Nicoletta Noi-Togni*
Sia nella ricorrenza dell’8 marzo, giornata della donna, sia in quella dei 50 anni del diritto di voto e di eleggibilità per le donne in Svizzera dello scorso 7 febbraio, le donne si sono chieste se ci fossero motivi per festeggiare. Forse sì, forse no. Se festeggiare significa ricordare le donne coraggiose che 50 anni or sono aprirono la strada alle donne svizzere verso una pari dignità di pensiero e di decisione e a tutte quelle che prima di loro su quella stessa strada hanno lottato per raggiungere lo stesso obiettivo, allora si, festeggiare è giusto. Se invece pensiamo a quanto il modello del 1971 (o di molto tempo prima) sia sempre ancora presente nella nostra vita, allora ci accorgiamo che da festeggiare c’è ben poco. D’altra parte l’archetipo in questione può essere cosi ben “mimetizzato” da non lasciarci accorgere che esista. Potrebbe perfino darsi che neppur chi lo usa questo modello ne sia consapevole. Chi invece ne è consapevole è colui che esercita la violenza sulla donna, chi intimidisce, chi umilia, offende e non rispetta. Sia nella forma della brutalità macroscopica – quella che può costare la vita alla donna – sia in quella verbale che intimidisce la vittima e a poco a poco ne distrugge l’autostima e la voglia di vivere.
Discriminate in carriera e nei salari
Ad ogni ricorrenza che segna – o dovrebbe segnare – un traguardo significativo per il progredire della donna nella società, nella professione e nella politica, ci interroghiamo su progressi e regressi. Tentiamo un bilancio accorgendoci che non è cosa facile. Ogni 8 marzo sentiamo donne giovani e meno giovani dire di non aver mai avvertito un trattamento discriminante dai loro colleghi uomini. Bello se cosi è (o fosse). Eppure la disparità di salario tra uomo e donna è un dato di fatto e l’ascesa troppo lenta delle donne in politica una realtà. Per anni ci siamo chieste perché le donne vengano tenute, o si tengano, lontane dalla politica. Cinquant’anni fa chi non voleva accordare alle donne il diritto di voto e di eleggibilità diceva che le donne “non avrebbero dovuto sporcarsi con la politica”, partendo dal presupposto quindi che la politica è cosa sporca e perciò per soli uomini o più probabilmente per mantenere la donna in una condizione di minorità, come direbbe Kant; in seguito il motivo veniva ricercato nella mancanza di strutture per la cura dei bambini e nella difficoltà di far convivere famiglia, professione e politica. Eppure le donne hanno una grande capacità di organizzazione e di flessibilità.

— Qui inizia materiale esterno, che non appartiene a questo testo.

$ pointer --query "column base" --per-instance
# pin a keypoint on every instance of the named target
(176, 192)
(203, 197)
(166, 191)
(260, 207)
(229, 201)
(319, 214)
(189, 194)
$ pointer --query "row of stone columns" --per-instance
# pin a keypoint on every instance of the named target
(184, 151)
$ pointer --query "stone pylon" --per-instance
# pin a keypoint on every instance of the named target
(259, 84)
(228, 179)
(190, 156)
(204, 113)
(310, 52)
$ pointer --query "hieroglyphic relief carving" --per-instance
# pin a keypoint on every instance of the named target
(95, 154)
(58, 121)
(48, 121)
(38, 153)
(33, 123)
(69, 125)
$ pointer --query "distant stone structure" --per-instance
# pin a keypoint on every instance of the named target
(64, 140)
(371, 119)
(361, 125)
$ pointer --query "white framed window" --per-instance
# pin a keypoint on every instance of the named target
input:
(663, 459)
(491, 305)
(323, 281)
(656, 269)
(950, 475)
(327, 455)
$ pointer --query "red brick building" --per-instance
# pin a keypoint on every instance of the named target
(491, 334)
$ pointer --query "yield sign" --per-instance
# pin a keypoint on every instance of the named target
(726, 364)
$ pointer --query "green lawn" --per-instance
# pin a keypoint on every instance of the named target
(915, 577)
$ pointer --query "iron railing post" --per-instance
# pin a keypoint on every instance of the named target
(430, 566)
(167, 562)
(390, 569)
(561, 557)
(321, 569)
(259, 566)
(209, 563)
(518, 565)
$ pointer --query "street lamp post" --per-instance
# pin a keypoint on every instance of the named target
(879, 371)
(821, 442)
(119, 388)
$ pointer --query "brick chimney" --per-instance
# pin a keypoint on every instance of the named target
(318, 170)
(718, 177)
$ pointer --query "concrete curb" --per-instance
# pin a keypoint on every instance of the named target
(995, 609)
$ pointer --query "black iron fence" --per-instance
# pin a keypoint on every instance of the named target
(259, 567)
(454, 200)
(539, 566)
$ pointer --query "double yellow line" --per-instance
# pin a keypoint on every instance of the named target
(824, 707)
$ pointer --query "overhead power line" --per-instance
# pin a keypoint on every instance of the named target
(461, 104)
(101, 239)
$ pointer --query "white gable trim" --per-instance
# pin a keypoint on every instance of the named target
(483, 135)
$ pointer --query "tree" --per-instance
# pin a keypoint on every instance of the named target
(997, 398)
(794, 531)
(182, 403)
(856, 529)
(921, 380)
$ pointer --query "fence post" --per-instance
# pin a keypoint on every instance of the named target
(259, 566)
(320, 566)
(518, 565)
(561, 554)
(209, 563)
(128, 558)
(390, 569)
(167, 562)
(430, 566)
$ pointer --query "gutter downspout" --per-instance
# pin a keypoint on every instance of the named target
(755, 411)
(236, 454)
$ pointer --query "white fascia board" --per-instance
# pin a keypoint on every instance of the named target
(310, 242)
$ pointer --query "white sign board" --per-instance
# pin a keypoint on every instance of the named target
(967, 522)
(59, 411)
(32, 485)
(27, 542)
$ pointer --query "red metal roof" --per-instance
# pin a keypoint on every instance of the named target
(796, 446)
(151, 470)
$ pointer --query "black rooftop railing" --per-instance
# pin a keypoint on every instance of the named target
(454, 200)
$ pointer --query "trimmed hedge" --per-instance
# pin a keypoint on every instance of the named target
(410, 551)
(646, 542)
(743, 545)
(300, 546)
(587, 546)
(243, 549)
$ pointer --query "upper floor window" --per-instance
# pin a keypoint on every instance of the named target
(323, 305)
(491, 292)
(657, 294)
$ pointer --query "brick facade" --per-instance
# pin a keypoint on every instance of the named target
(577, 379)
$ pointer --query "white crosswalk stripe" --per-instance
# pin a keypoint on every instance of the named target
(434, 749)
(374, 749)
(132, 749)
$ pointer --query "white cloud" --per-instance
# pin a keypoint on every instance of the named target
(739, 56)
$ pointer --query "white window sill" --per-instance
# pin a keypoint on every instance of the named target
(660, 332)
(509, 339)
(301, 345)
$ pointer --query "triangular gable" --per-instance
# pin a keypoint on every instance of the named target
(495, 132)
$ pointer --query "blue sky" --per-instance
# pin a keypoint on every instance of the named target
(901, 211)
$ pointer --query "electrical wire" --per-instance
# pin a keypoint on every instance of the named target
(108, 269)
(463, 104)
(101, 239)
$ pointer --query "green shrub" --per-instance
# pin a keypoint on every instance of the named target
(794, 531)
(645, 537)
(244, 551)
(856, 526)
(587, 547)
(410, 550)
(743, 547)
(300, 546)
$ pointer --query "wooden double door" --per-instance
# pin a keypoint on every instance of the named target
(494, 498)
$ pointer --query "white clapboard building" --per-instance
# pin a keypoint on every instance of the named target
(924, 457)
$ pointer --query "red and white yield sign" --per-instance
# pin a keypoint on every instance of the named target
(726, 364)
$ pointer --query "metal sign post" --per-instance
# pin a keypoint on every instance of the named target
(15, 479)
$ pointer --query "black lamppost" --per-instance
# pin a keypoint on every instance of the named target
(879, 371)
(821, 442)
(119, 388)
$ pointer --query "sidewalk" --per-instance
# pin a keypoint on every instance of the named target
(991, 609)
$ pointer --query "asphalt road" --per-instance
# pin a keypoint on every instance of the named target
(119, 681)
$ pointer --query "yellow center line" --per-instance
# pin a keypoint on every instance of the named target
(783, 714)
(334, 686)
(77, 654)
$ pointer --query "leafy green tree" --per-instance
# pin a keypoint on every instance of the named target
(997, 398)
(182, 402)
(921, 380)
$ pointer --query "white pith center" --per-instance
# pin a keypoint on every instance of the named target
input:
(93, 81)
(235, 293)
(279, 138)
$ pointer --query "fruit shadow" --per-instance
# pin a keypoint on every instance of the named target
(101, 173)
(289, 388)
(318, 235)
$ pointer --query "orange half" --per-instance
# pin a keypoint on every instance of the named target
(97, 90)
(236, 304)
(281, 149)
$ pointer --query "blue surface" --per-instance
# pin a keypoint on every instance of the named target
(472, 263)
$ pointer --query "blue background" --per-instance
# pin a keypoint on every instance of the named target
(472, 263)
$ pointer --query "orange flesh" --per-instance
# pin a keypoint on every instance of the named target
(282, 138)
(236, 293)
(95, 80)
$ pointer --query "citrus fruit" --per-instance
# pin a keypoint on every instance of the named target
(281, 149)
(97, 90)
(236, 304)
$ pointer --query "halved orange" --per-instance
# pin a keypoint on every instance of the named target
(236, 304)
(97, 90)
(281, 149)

La differenza che conta e va salvaguardata
Qualcuno però oggi ha approfondito la discussione sul troppo lento progredire, soprattutto verso cariche alte, della donna in politica. E si sono trovate risposte che esulano dal solo sentirsi a disagio causa dicerie varie, malanimo e insulti (succede quando si è in un Esecutivo), ma trovando risposte che vedono nelle stesse forme istituzionali e negli assetti politici che scandiscono i tempi delle legislature, un deterrente all’entusiasmo ed alla creatività delle donne che fanno politica per raggiungere fattivamente degli obiettivi, per realizzare e concretizzare il loro lavoro. D’altra parte – dice chi ha approfondito il tema – il concetto stesso di democrazia è un concetto storicamente maschile. Significa quindi che la donna si trova, sempre e ancora, a nuotare contro corrente. A meno che – dice chi osserva – la donna si uniformi talmente all’uomo da annullare la differenza con lui. Eppure è proprio la differenza che conta e che vogliamo!
Ma c’è un motivo perché la donna tenda più che l’uomo alla concretezza, ad un risultato tangibile del suo lavoro? Credo di sì e credo che vada ricercato nella natura stessa della donna. Un motivo, per modo di dire antropologico. Infatti cosa c’è di più tangibile, concreto, innegabile che mettere al mondo un bambino? Che senti già dentro di te quale elemento riconoscibile quando incomincia a muoversi e che alla nascita recepisci con tutti i sensi come “cosa” compiuta e viva, generata da te con il tuo sangue e con il lavoro delle tue cellule. Un essere umano, morbido e perfetto che consegni al mondo quale risultato di un tuo sforzo ed anche di un tuo dolore. Una “cosa” che puoi toccare, che nessun altro ha potuto fare al posto tuo, un risultato vero e tangibile. Che la donna forse, per sua natura, cerca di realizzare in tutti gli ambiti della vita. Anche in politica. E se non ci riesce, lascia.
*Sindaca di San Vittore, deputata al Parlamento retico a Coira, con formazione infermieristica e di pedagogia, Bachelor in Storia della Filosofia. Scrittrice, ora impegnata nell’ottenimento di un Master in Scienza, Filosofia e Storia delle religioni, con una tesi dedicata a Jeanne Hersch. La sua visione della politica: interpretare le attese delle persone e della comunità, puntando sempre alle cose belle, utili, condividendone gioie, dolori e speranze.